Tips para elegir un gimnasio

Matricularse en un gimnasio es una inversión y un compromiso a largo plazo. Por eso no debemos tomarnos a la ligera su elección; lo mejor es dar con el adecuado a la primera. No dudes en visitar y comparar tus diferentes opciones teniendo en cuenta los siguientes 10 criterios:

1- La proximidad: Lo mejor es elegir de entrada un gimnasio cercano al domicilio o al trabajo, ya que es mucho más motivador ir a hacer deporte cuando el trayecto hasta el gimnasio es corto. Si prefieres un centro cercano al trabajo podrás ir durante la hora de la comida, por la mañana antes de empezar la jornada o por la tarde-noche cuando salgas. Hay que ser práctico.

2- Las actividades propuestas: Las clases varían mucho entre gimnasios: sala de musculación, baile, gimnasia suave, cardio, etc. Dir, Cosmopolitan o Holmes Place proponen clases novedosas y a la última sin horario de interrupción mientras que los gimnasios pequeños de barrio ofrecen una propuesta más limitada y clásica. Todo depende de las necesidades de cada uno. De nada sirve inscribirse en un gimnasio de moda si lo que quieres es hacer estiramientos, abdominales y glúteos.

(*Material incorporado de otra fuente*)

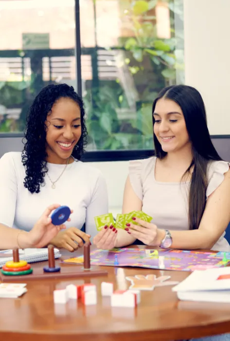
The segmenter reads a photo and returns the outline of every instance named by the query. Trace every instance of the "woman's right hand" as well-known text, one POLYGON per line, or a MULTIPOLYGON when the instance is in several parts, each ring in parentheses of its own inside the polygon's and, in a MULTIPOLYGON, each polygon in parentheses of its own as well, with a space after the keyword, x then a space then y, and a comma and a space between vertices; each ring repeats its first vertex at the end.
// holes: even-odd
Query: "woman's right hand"
POLYGON ((115 246, 117 236, 117 229, 113 225, 106 225, 93 238, 93 244, 98 248, 110 250, 115 246))
MULTIPOLYGON (((18 235, 18 242, 21 248, 43 247, 47 245, 61 229, 66 228, 64 224, 58 226, 53 225, 50 216, 53 211, 60 206, 58 204, 54 204, 47 208, 29 232, 21 231, 18 235)), ((68 221, 70 221, 71 219, 69 218, 68 221)))
POLYGON ((71 252, 77 250, 86 243, 90 243, 91 236, 76 227, 69 227, 65 231, 60 231, 51 242, 51 244, 58 248, 65 248, 71 252))

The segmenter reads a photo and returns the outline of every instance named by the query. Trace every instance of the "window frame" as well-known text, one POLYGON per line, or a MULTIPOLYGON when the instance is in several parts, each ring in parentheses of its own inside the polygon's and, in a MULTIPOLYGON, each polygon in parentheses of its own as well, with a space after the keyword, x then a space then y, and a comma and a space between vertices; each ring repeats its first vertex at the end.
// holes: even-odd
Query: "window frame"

3- Profesionalidad: Es primordial. En los gimnasios, grandes o pequeños, todos los profesores deben tener titulación y sus diplomas deben mostrarse en el establecimiento. Gracias al boca-oreja podrás saber acerca de su competencia y disponibilidad. Al inscribirte, en la mayoría de los centros te diseñarán un programa personalizado.

4- Las prestaciones: Antes de firmar el contrato realiza una visita guiada por las instalaciones para hacerte una idea de la calidad, el mantenimiento y la higiene del centro. No dejes de dar importancia al tamaño de los vestuarios y de las clases. Cada vez hay más clubes que incluyen en las tarifas el acceso a un espacio con piscina, jacuzzi, sauna, baño turco, televisión, pista de tenis, etc. Incluso hay algunos que tienen servicios de belleza con cuidados a la carta (masajes, tratamientos estéticos, etc.), otros son tan lujosos que incluso ofrecen servicio de guardería para los clientes.

5- La red de centros: La ventaja de elegir una cadena como Dir, Metropolitan o Holmes Place es que te permiten entrar en cualquiera de sus gimnasios sin tener que pagar un coste adicional. Una opción muy interesante si tienes la suerte de tener un centro cerca del trabajo y otro cerca de casa e, incluso mejor, otro al lado de la residencia de vacaciones.

6- El material: También hay que tener muy en cuenta el buen estado del material así como su renovación, pues estamos hablando de un campo en el que los avances tecnológicos son constantes. Además, el centro debe contar con suficiente material para no tener que esperar horas para montar en la bicicleta, la elíptica o los remos.

7- La frecuencia: Asistir a un curso masificado de gente no tiene gracia ninguna: no ves, no entiendes las indicaciones y realizas mal el ejercicio. El profesor, demasiado solicitado, no verifica tus posturas y aún menos te da consejos personalizados. Asegúrate de que el centro no está abarrotado o de que a cambio ofrece un programa con horarios prolongados que permitan asistir a clases en franjas menos frecuentadas.

8- El ambiente: El ambiente (gente de la zona o trabajadores, jóvenes o mayores, gimnasio de barrio o cadena) es muy importante y depende del barrio, del número de socios y del personal. Con una primera visita y unas pocas palabras con la gente que frecuenta el gimnasio podrás hacerte una idea. Los clubes pequeños tienen la fama de ser más acogedores que las grandes cadenas.

9- El contrato: Antes de firmar pide una sesión de prueba gratuita. Asegúrate de la flexibilidad del contrato y no dudes en suscribir un seguro que cubra una mudanza, pérdida de empleo, baja prolongada, etc.

10- El precio: Puede costarte incluso el doble dependiendo de adonde vayas así que pide presupuesto, regatea y, sobre todo, juega con la competencia. Los clubes luchan sin compasión por conseguir nuevos clientes. ¡Aprovéchate de eso!